③何かあったら負担になる前に相談することは、長年培ってきた経験で皆が周知している。相談日は週2回設けている。ある社員は、口頭で上手く相談できないので、交換日記を長年にわたって続けている。現在、10冊までたまった。人的援助者は毎日の昼休みに社員の対応を行うこともあり、「大変忙しい」と言われていることがうなずける。
5. まとめ
フォーラムエンジニアリングは、1981年4月日本の技術系アウトソーシングの草分けとして設立され、現在約6,000名の技術者集団として産業界の一翼を担っている。障害者雇用に関しては、特例子会社の設立はせずに拡大してきた。

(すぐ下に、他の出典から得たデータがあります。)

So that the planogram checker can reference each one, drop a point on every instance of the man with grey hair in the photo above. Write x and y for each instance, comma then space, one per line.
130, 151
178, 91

2001年には、本社から委託された事務処理等の業務を行う「事務センター」を設立し、5人の知的障害者を雇用し始めた。現在は27名在職している。中でも重度障害者に特化して多く雇用されている点に特徴がある。続いて「製麺事業部」を立ち上げ、知的障害者21名(含む重複身体障害者2人)を雇用するに至った。
世の中特例子会社全盛の中で、他に例が少ない形で障害者雇用が進められている点は、これから障害者雇用を進めていこうとしている会社等のいい手本となり得るものである。
入室時「おはようございます」、「いらっしゃいませ」など、実に明るくて心地よい挨拶が全社員から発せられていた。さわやかな挨拶から、質の高い教育が垣間見られる。
センター立ち上げから今日まで第一線に立ち、スタッフと共に優れたアイデアを発揮され、発展させてきた渋谷氏の第一声は「障害者雇用は福祉側だけの考えでは進められない。企業就労らしさは絶対に必要である。そのためには厳しさもある。やらねばならぬこともある。出来ぬ人にやれと言うのではなく、やれることで企業の一役を担っていることを教え込むことが重要である。生き生きと働く社員の地位向上を目指し、そのために今の仕事を継続している」とはっきり言われた。また「障害者と共に働ける今の仕事が大好きで仕方がない」と言い切る。
知的障害者の中でも、重度障害者にスポットをあて7年が経った。世間では特例子会社が次々と誕生している昨今ではあるが、その道を選択せず雇用拡大している。業務の特長としては、それぞれの仕事を細分化して職域を拡大している。そのような中、ミスに対してはとても厳しく、「障害者だから」は一切ない。厳しい対応とその教育により精度向上を果たされている。一人ひとりの社員が安定している様子を見るとき、多くの苦労を乗り越えられここまで来られたことがうなずける。
「企業らしさは絶対に必要」と言われていた。そして、やれることを通して企業の一役を担っていることを教え込むことが大切である。また「生き生きと働く社員の地位向上が第一」と言われた。
障害者雇用を今取り組みされている企業、今後取り組もうとしている企業にとって、重度知的障害者もこれだけの仕事ができるという雛形を見て知ることにより、今回の事例が大きな助力になる。今後の更なる発展を期待してやまない。